Interestingly, the phenomenon of small-cap vulnerability is not confined to U.S.-focused ETFs. Factor in a small loss Wednesday and the SPDR S&P Emerging Markets Small Cap (NYSE:EWX) is also off 0.25 percent in the past week. That could be a sign of things to come with Taiwanese and Chinese small-caps as those countries combine for over 45 percent of EWX's weight.

A small loss on Wednesday means the WisdomTree Emerging Markets SmallCap Dividend Fund (NYSE:DGS) is down over the past week. In addition to an almost 23 percent allocation to Taiwan, DGS is also struggling because South Korean and Malaysia small-caps combine for 19 percent of the ETF's weight. South Korea and Malaysia are the only major Asian markets that are in the red in 2013.

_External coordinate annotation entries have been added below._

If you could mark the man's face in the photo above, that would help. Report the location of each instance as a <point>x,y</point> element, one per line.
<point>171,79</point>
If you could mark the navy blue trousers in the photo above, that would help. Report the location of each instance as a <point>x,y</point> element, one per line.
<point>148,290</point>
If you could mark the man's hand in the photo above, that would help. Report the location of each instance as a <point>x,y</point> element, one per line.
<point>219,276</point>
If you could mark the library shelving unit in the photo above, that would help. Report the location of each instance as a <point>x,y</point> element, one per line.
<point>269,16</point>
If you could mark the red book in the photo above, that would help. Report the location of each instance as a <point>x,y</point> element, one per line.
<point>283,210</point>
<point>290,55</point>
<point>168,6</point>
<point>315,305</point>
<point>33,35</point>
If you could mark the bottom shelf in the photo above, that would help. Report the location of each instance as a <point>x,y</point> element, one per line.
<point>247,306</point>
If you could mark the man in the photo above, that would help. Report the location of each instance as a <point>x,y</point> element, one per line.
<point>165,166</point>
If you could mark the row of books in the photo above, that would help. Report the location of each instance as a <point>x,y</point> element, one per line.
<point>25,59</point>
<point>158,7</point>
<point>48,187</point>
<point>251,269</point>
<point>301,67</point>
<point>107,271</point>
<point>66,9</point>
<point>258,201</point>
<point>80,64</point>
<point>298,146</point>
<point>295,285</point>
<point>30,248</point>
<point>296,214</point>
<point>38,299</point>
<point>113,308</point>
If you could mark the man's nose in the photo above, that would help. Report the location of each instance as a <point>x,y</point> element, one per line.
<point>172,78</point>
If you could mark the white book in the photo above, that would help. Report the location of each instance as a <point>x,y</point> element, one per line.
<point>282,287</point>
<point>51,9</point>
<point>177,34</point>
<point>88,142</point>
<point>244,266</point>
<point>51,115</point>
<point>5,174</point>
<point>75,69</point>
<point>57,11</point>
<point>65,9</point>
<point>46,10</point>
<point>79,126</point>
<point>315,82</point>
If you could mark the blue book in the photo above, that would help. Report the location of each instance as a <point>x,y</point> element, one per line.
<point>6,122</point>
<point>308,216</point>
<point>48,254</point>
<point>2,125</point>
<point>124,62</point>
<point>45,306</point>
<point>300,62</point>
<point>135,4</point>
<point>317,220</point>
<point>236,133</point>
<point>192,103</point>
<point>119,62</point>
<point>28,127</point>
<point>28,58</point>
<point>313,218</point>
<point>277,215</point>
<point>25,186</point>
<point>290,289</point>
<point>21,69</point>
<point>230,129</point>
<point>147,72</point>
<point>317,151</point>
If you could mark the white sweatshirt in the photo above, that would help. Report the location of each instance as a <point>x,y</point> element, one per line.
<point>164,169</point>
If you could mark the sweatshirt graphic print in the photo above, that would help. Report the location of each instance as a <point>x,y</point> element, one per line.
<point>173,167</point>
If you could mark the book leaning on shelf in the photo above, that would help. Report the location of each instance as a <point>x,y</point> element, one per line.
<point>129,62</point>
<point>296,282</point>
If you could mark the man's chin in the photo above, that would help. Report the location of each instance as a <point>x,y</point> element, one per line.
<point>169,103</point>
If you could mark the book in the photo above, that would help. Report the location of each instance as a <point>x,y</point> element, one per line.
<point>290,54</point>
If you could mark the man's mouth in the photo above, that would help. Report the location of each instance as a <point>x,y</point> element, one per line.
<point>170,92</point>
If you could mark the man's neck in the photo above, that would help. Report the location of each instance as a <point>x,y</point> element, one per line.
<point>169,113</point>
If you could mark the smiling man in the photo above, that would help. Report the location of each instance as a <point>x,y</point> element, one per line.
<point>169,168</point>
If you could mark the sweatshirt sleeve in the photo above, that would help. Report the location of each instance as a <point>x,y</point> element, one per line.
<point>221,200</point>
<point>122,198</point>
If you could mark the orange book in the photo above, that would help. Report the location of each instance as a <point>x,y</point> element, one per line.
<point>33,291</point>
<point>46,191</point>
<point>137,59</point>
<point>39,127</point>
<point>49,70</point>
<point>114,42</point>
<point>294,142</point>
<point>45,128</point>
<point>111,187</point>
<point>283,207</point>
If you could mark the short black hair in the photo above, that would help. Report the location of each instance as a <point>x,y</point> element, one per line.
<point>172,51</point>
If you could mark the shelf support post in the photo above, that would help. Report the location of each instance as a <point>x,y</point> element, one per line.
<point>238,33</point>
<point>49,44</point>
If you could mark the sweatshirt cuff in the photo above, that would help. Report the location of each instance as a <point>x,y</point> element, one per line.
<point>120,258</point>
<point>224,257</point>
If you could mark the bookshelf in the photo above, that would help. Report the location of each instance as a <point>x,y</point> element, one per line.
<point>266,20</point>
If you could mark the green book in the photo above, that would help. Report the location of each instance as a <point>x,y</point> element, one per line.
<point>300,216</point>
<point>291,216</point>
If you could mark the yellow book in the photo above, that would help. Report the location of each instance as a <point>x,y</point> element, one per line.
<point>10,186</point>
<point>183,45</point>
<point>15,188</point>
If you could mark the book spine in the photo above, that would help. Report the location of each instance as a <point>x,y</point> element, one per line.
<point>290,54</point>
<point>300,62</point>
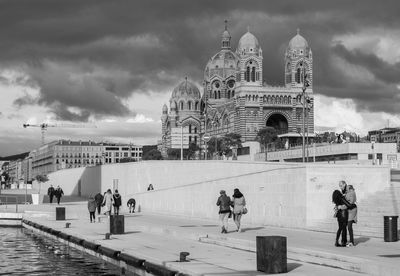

While the ETF is up in the past week, one of the worst year-to-date small-cap offenders, international or otherwise, is the Market Vectors India Small-Cap ETF (NYSE:SCIF). That fund has plunged 5.5 percent since the start of the year.

Emerging markets small-cap ETFs, as is the case with their U.S. counterparts, are often heavy on financial services names and other high-beta sectors such as consumer discretionary and materials.

One day might not make a trend. Perhaps five days does not, either, but it is clear some small-cap ETFs are showing signs of a looming pullback. The adventure among us can profit/hedge with short-term positions in the ProShares UltraPro Short Russell2000 (NYSE:SRTY) or the Direxion Daily Small Cap Bear 3X Shares (NYSE:TZA). Both products are designed to deliver three times the daily inverse performance of the Russell 2000 Index.